After about three days, we were in science fiction territory. In our dream world, we envisioned AWS, GCP and Azure merging into some sort of virtual uber-cloud with developers mixing and matching any of their services without dealing with credentials. We imagined a single pane of glass to configure access, without the pain and complexity of IAM and the different types of IAM interfaces across different clouds. We could see a world in our minds in which workloads were portable and didn’t care where they were running (on premises, or on Azure, GCP and/or AWS) and in which we could extend a workload’s network to any private network anywhere on the planet (to a VPC, some data center, or even a developer’s laptop).

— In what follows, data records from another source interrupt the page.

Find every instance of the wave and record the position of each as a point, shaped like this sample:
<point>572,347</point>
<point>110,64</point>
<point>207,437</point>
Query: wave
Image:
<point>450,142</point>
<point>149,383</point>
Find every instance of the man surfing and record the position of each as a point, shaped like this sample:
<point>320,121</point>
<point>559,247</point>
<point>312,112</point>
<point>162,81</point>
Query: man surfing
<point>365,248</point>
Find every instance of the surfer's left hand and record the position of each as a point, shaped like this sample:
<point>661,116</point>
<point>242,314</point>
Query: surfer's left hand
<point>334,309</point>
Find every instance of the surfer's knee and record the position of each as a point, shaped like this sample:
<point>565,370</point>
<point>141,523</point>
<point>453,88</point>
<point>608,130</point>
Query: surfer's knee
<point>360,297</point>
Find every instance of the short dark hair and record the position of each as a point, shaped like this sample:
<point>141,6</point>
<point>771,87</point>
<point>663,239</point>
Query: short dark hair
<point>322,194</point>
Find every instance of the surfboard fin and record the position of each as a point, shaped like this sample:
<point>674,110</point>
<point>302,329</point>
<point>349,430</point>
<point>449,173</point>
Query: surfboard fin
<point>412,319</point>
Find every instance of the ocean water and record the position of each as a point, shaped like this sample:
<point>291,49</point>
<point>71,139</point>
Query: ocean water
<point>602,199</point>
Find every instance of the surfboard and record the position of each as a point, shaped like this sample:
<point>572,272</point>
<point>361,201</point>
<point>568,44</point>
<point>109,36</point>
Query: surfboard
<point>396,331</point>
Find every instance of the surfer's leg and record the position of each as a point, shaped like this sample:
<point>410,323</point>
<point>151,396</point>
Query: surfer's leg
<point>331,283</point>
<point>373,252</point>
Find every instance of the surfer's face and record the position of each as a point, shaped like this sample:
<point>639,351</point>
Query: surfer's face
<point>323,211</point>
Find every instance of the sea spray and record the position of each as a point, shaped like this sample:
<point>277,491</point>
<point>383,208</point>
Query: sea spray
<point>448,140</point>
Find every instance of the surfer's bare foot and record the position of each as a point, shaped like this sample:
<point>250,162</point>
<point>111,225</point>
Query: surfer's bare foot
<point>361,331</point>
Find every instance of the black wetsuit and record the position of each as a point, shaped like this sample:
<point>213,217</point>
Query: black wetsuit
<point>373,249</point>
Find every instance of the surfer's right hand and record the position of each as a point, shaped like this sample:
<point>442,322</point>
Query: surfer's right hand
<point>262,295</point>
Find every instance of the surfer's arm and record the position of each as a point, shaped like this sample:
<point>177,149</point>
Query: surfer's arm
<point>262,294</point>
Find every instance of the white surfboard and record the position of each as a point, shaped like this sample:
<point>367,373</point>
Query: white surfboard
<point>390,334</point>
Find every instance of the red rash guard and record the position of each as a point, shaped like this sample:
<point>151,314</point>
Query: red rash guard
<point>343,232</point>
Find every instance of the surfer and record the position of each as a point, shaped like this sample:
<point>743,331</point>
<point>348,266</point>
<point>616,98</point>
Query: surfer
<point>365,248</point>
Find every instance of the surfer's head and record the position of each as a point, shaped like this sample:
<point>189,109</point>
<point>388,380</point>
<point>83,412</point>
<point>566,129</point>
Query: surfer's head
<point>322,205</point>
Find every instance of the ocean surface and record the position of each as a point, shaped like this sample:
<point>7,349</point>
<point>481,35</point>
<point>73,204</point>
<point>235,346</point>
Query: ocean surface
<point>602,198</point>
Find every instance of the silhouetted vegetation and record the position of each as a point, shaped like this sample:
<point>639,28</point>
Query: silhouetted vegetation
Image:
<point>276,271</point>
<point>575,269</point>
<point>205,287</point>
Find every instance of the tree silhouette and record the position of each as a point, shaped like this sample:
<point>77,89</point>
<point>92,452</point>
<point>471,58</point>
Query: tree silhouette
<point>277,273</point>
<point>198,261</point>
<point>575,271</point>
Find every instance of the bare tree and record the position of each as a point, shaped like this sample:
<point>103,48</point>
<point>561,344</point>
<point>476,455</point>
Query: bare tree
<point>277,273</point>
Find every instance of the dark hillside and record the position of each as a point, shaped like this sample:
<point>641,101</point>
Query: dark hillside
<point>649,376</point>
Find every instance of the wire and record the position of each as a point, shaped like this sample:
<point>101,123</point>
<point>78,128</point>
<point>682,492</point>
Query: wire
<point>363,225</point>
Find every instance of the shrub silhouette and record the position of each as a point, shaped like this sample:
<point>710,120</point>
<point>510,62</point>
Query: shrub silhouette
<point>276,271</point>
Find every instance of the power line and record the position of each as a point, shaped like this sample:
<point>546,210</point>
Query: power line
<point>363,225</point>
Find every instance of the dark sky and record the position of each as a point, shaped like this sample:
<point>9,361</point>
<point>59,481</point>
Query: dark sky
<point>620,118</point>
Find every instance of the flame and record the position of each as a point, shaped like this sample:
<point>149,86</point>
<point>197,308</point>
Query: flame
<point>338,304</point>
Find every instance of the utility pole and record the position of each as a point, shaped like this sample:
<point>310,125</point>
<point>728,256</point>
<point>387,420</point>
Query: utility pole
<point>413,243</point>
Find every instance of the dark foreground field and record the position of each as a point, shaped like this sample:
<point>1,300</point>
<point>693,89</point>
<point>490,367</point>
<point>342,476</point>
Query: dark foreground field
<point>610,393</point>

If you’re not a developer, the alternate reality I just described may not sound very exciting, but we had each spent the last several decades struggling in the real world with those same limitations. We each had memories of the long nights and weekends away from our families trying to make the Ops-related goo running beneath our microservices function more like a cloud to help us get off the ground and less like a swamp that we could never quite get unstuck from. Just allowing ourselves to dream of this better world was cathartic.
We came up with a list of requirements that any sane engineer would say are impossible – at least not in a couple of years. But my team is even less sane than they are reasonable. It wasn’t easy and we had moments where we thought we should have had more respect for the laws of physics, but in the end we built our dream “microservices substrate”: a platform that combines the power of AWS, GCP and Azure — providing developers an “Uber Cloud”. We named the company Control Plane.
We’ve been onboarding customers since Q3 2021 and the feedback so far has been nothing short of miraculous. It turns out that many other developers have dreamed about the same things we did. Many other developers (and many of their bosses) have dreamed about having an idea in the morning and putting it in production that same afternoon.
Coding Past and Future
I always liked freedom (I guess everyone does!). I always disliked being confined. I’ve spoken to many software architects who felt they were forced to make a bet on a particular cloud only to regret their original decision a year later because the “other” cloud has now leapfrogged their original choice in one or several categories (graph DB, machine learning, etc.).
I wanted a platform that would free developers to focus on writing code in their language of choice (Python, Node.js, Ruby, C#, Java, PHP, yes, even Cobol) and have the platform take care of the Ops without sacrificing flexibility. It’d also be nice if it remained pleasant and easy to operate. I thought if I could make the norm easy then that might make what is hard possible.
If we look back at why we became software developers in the first place and we’re honest with ourselves — we’d realize that we’re lazy. We’d rather spend time automating a task than doing something repetitive. We like to work smart, not hard. We want to create something really new rather than constantly rehash something old.
For this to happen, for developers to create the future, some of the complexities of the past have to be covered over with a new layer of abstraction – have to be standardized and simplified. It has happened before, and it will happen again. I’m excited to report that it’s also happening now, and even more excited to be a part of it. I hope the work we’re doing now will enable developers years from now to close themselves in a room and dream bigger than we ever could.